The other machine is visible in the IP and ARP routing tables.
The problem has gone away.
(I can reach the other machine with mDNS now as per @John Keates; ping [the other machine-name, now that I know it].local
works. But I can't go back in time to see if it would have worked.)

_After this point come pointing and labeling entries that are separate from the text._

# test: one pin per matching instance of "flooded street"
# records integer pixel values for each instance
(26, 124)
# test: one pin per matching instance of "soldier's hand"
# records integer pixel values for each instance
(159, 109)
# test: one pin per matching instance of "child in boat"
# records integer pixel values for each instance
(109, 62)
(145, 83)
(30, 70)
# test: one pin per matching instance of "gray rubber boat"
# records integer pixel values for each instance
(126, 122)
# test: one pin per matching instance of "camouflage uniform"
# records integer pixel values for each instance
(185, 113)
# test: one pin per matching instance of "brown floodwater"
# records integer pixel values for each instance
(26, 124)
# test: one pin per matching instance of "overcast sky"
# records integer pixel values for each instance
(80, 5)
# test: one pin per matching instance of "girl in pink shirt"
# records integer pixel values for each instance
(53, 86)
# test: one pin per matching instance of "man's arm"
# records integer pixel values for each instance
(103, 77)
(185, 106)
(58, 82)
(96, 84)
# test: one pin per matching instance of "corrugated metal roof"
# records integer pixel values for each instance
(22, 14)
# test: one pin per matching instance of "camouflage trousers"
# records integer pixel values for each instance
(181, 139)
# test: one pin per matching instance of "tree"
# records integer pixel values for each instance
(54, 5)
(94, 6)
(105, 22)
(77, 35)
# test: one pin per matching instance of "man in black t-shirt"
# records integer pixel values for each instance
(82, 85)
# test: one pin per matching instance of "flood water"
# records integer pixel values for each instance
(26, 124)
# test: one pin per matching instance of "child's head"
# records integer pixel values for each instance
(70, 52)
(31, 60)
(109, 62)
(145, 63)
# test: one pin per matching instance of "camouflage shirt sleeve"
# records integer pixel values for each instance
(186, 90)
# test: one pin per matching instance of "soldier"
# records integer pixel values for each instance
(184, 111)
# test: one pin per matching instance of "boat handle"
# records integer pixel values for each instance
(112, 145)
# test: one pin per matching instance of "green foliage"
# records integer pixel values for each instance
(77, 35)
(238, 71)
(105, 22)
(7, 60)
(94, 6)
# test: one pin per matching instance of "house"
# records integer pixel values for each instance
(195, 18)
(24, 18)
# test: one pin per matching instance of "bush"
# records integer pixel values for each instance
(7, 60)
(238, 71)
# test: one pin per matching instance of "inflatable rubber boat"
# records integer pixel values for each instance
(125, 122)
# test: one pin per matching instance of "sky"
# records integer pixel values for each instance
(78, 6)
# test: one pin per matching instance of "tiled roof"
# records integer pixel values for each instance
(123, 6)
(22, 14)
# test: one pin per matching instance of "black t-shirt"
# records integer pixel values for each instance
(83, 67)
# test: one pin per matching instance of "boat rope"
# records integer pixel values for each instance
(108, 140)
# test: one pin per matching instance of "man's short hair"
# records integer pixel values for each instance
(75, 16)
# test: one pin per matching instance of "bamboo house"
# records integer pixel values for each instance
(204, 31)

Also, I realized I screwed up that route command (just corrected), so that could be causing some remaining weird things I don't understand. (I need to reboot this system!?):
Oh, and I just found out my Ca blood levels have been off, so some confusion it likely caused may have been a major cause of the (alleged) MacOS problem! Cringe. With work, I see it's become worth it to keep this question visible anyway.
Today, I see:
$ ifconfig | grep broad
inet 169.254.14.233 netmask 0xffff0000 broadcast 169.254.255.255
inet 192.168.141.99 netmask 0xffffff00 broadcast 192.168.141.255
and
$ ifconfig | grep broad
inet 169.254.174.186 netmask 0xffff0000 broadcast 169.254.255.255
which is as expected.
But this isn't:
$ ping 169.254.255.255
PING 169.254.255.255 (169.254.255.255): 56 data bytes
Request timeout for icmp_seq 0
Request timeout for icmp_seq 1
Request timeout for icmp_seq 2
Request timeout for icmp_seq 3
ping: sendto: No route to host
Request timeout for icmp_seq 4
ping: sendto: Host is down
Request timeout for icmp_seq 5
C-c C-c
--- 169.254.255.255 ping statistics ---
7 packets transmitted, 0 packets received, 100.0% packet loss
My understanding is that I should see ping responses both machines for which that is their broadcast address.
Pinging the other broadcast IP, 192.168.141.255, gets me ping responses from all the live interfaces with that broadcast IP address, as expected.